What Have You Left In Search Of Equality? Two Thursday Links From The Federalist

David Harsanyi: ‘What Thomas Piketty’s Popularity Tells Us About The Liberal Press?’

‘But Piketty’s utopian notions and authoritarian inclinations — ones that I’m pretty sure most Americans (and probably most Democrats) would still find off-putting — do not seem to rattle the left-wing press one bit. While Piketty’s economic data might be worth studying and debating, his political ideas are unworthy of discussion’

Maybe it’s important to leave a respectable path out of the thick brush. Some folks probably haven’t realized just what they’re chattering about while some others have.

On that note, strange bedfellows?:  Social and religious conservatives (often Burkean) and more highly individualistic, free-market libertarian coalitions may have a tough time staying together without a common purpose (to say nothing of the gap between Tea-Party populism and establishment Republicans).

Peter Lawler: ‘The State Of Marxism (And Conservatism) Today

Lawler distances his position from Piketty and also from that of libertarian economist Tyler Cowen’s review of Piketty.

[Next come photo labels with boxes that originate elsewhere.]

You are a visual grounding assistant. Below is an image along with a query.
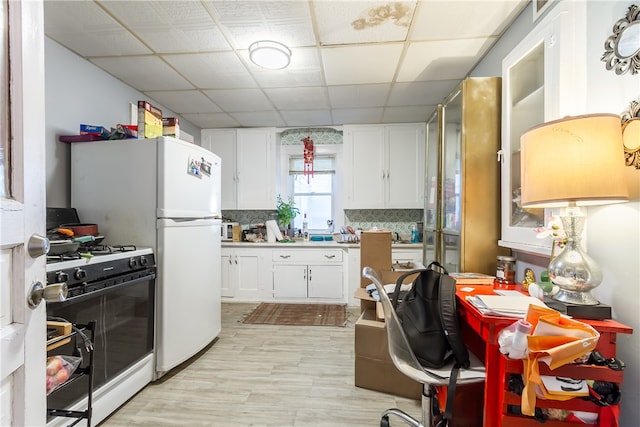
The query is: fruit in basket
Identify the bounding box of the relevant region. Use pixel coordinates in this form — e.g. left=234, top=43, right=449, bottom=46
left=47, top=356, right=64, bottom=376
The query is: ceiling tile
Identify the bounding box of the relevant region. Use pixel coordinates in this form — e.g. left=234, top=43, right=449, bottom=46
left=382, top=105, right=437, bottom=123
left=331, top=108, right=382, bottom=124
left=313, top=1, right=416, bottom=46
left=101, top=1, right=231, bottom=53
left=387, top=80, right=460, bottom=106
left=182, top=113, right=240, bottom=129
left=231, top=111, right=285, bottom=127
left=91, top=56, right=194, bottom=92
left=145, top=90, right=222, bottom=114
left=397, top=39, right=495, bottom=82
left=163, top=52, right=257, bottom=89
left=280, top=110, right=332, bottom=126
left=44, top=1, right=151, bottom=56
left=205, top=89, right=273, bottom=112
left=321, top=43, right=402, bottom=86
left=206, top=0, right=316, bottom=49
left=329, top=83, right=391, bottom=108
left=244, top=48, right=324, bottom=87
left=265, top=87, right=329, bottom=110
left=411, top=0, right=527, bottom=40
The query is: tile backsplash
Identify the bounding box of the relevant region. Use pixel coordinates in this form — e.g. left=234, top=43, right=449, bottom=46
left=222, top=209, right=423, bottom=239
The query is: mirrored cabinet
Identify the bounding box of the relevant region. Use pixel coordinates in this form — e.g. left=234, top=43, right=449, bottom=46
left=500, top=2, right=586, bottom=255
left=424, top=77, right=504, bottom=274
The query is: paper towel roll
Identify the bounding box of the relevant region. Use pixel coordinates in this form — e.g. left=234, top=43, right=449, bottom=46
left=266, top=219, right=282, bottom=243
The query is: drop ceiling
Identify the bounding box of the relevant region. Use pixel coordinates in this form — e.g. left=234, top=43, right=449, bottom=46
left=44, top=0, right=527, bottom=128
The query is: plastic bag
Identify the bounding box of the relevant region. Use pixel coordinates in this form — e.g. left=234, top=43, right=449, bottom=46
left=47, top=355, right=82, bottom=396
left=498, top=319, right=532, bottom=359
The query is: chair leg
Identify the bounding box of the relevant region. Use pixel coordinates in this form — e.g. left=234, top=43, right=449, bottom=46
left=380, top=384, right=435, bottom=427
left=380, top=408, right=424, bottom=427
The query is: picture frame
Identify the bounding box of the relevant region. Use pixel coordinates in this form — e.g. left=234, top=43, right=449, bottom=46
left=531, top=0, right=555, bottom=22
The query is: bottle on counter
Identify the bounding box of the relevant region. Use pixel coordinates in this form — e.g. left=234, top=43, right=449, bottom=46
left=302, top=214, right=309, bottom=242
left=411, top=225, right=418, bottom=243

‘There does seem to an emerging consensus among sophisticates today that non-libertarian conservatism—and authoritative religion in general—are “reactionary.” They have been discredited by “capitalism”—or economic and technological progress—and so are destined to have no place in the emerging future. A reactionary is nostalgic for a world that’s been surpassed by history and so can’t and, in truth, shouldn’t be restored. Unlike crabs, we dialectically materialistic beings can’t crawl backwards.’

This raises a question posed to me often:

Our institutions have necessary hierarchies built-in, from bureaucracies to law to the military. This requires authority of some sort. You don’t have to deeply agree with your boss, your law professor, and/or your drill instructor (a more complicated example), but you do have to go along to get along most of the time.

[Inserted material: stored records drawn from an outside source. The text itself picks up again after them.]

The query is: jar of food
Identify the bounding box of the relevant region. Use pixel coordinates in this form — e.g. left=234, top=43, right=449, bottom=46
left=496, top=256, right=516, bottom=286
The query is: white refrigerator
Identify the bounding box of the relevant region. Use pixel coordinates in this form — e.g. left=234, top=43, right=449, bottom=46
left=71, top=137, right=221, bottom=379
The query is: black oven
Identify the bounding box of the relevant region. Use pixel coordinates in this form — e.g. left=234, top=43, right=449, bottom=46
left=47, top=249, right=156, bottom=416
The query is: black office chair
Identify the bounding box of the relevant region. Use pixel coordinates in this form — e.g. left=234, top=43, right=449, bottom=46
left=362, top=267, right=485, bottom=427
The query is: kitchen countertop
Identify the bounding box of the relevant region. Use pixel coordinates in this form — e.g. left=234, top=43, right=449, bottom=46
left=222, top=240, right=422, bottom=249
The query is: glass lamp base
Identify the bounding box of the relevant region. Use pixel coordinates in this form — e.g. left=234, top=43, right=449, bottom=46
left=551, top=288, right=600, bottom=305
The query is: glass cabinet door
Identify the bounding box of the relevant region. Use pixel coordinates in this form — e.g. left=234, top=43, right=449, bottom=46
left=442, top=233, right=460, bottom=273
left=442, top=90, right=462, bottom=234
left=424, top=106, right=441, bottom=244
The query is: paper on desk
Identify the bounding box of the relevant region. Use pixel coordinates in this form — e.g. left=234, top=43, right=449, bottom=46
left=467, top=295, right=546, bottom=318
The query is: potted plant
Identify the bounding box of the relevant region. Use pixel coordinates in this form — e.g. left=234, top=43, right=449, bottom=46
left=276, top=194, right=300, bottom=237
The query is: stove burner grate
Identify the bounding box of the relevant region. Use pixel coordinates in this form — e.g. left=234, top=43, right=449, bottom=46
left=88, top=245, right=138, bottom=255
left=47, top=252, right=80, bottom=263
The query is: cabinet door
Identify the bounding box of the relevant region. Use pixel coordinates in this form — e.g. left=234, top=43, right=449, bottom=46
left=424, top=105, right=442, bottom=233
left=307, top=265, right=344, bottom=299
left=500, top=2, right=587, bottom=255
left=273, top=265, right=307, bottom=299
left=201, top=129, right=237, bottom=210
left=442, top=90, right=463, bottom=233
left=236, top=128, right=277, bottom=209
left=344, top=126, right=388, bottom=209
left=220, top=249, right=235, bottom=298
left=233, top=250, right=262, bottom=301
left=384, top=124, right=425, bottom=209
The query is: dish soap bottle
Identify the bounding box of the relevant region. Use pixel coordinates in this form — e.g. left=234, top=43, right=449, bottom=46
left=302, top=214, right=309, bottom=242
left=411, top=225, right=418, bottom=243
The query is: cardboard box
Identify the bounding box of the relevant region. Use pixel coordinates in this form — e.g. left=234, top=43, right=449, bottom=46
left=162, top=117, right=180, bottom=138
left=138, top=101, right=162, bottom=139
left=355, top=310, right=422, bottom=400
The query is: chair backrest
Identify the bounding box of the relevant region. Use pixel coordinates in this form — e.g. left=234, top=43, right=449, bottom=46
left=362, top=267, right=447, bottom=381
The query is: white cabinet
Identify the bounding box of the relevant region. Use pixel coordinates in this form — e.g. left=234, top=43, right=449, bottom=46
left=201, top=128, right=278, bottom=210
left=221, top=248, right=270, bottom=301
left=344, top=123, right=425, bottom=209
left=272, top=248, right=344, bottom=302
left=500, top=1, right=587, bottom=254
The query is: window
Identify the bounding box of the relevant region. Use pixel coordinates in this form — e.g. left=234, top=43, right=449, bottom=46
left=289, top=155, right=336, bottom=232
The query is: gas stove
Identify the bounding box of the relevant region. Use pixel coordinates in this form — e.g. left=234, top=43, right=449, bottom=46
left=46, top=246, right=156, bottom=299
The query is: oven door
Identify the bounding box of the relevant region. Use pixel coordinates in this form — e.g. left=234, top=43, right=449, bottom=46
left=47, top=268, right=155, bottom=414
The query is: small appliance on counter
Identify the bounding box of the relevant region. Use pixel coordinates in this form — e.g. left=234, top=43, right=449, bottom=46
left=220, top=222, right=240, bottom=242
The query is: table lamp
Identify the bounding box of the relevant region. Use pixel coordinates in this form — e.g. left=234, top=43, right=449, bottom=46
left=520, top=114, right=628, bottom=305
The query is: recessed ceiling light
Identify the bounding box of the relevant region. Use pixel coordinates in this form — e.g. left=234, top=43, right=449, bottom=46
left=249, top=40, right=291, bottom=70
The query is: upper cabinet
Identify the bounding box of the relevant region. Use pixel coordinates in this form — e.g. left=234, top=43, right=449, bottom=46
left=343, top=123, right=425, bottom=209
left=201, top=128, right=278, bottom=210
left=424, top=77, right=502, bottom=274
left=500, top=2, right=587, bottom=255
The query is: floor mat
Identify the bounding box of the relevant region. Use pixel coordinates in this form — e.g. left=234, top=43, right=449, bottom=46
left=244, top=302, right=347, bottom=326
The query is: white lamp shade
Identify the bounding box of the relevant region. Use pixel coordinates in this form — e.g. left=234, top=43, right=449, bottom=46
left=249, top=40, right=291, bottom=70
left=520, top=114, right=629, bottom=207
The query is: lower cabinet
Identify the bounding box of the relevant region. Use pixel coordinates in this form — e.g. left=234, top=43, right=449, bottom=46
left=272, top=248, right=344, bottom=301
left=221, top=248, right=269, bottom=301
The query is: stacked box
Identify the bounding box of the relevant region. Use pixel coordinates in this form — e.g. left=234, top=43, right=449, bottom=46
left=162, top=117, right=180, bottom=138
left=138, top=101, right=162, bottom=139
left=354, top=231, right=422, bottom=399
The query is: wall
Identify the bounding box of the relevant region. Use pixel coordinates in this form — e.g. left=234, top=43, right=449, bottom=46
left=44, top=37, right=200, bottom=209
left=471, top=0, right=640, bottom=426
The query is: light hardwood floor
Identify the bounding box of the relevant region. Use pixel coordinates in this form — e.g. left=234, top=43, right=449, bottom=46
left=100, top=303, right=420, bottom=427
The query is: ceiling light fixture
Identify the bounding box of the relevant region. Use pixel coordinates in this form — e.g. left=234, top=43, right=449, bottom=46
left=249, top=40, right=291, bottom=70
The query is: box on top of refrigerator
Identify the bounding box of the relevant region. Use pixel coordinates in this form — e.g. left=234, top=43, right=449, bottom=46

Do you find church doctrine, Natural Law and/or Natural Rights to be a morally legitimate source of that authority in our institutions and in the public square?

If you’re like an increasing number Americans, probably not.

This may well correspond with a cultural drift towards liberalism, libertarianism, and a less religiously rooted form of conservatism, for what it’s worth, or also part of a much deeper process of indiviudation (I have no empirical evidence to back such a statement up).

Looking at the the authoritarian and big government consequences of modern mainstream liberalism as it’s currently practiced, and the darker totalitarian impulses of the harder Left, it seems an important question to ponder.

And now for something kind of related:

———————

Apparently, Dennis is suspicious of King Arthur’s claims to rule, and thinks himself part of an autonomous collective.

Related On This Site: Libertarian socialist and anarcho-syndicalist:  Via Youtube: (1 of 3) Kant, Chomsky and the Problem of Knowledge…Martha Nussbaum criticizing Chomsky’s hubris in Martha Nussbaum In Dissent–Violence On The Left: Nandigram And The Communists Of West Bengal

From Michael Totten At World Affairs: “Noam Chomsky: The Last Totalitarian”

The classical liberal tradition…looking for classical liberals in the postmodern wilderness: Isaiah Berlin’s negative liberty: A Few Thoughts On Isaiah Berlin’s “Two Concepts Of Liberty”… From George Monbiot: ‘How Freedom Became Tyranny’…Looking to supplant religion as moral source for the laws: From The Reason Archives: ‘Discussing Disgust’ Julian Sanchez Interviews Martha Nussbaum.…  Repost: Another Take On J.S. Mill From “Liberal England”

Roger Scruton In The American Spectator: The New Humanism…From Nigel Warburton’s Site: A Definition of Humanism?…From The City Journal Via Arts And Letters Daily: Andre Glucksman On “The Postmodern Financial Crisis”

2 thoughts on “What Have You Left In Search Of Equality? Two Thursday Links From The Federalist

  1. Piketty has become one of the central players of the post Marxist left. They still believe in equal results without equal effort or equal talent. The difference is they know there will be more wealth around do divide up if business remain in private ownership. So they burden business with extreme regulation and very high taxes. Somehow today’s left has come to believe that money not spent by the wealthy never makes it back into productive investment. It is like all of it is going to buy NY apartments and artwork at every inflated prices.

  2. Ron,

    Well said. We can barely even see equality of opportunity from here, and it baffles me that people can reason their way to such a position where their coalitions and interests create an enormous taxation and redistribution machine to enforce equality.

    I expect this from a post-Marxist French economist, but the American media and the chattering classes? Perhaps this is to be expected under a particularly progressive administration and all the economic uncertainty going on right now, but still…

    We’re revisiting not only the 1960’s, but the 1930’s, and the 1840’s.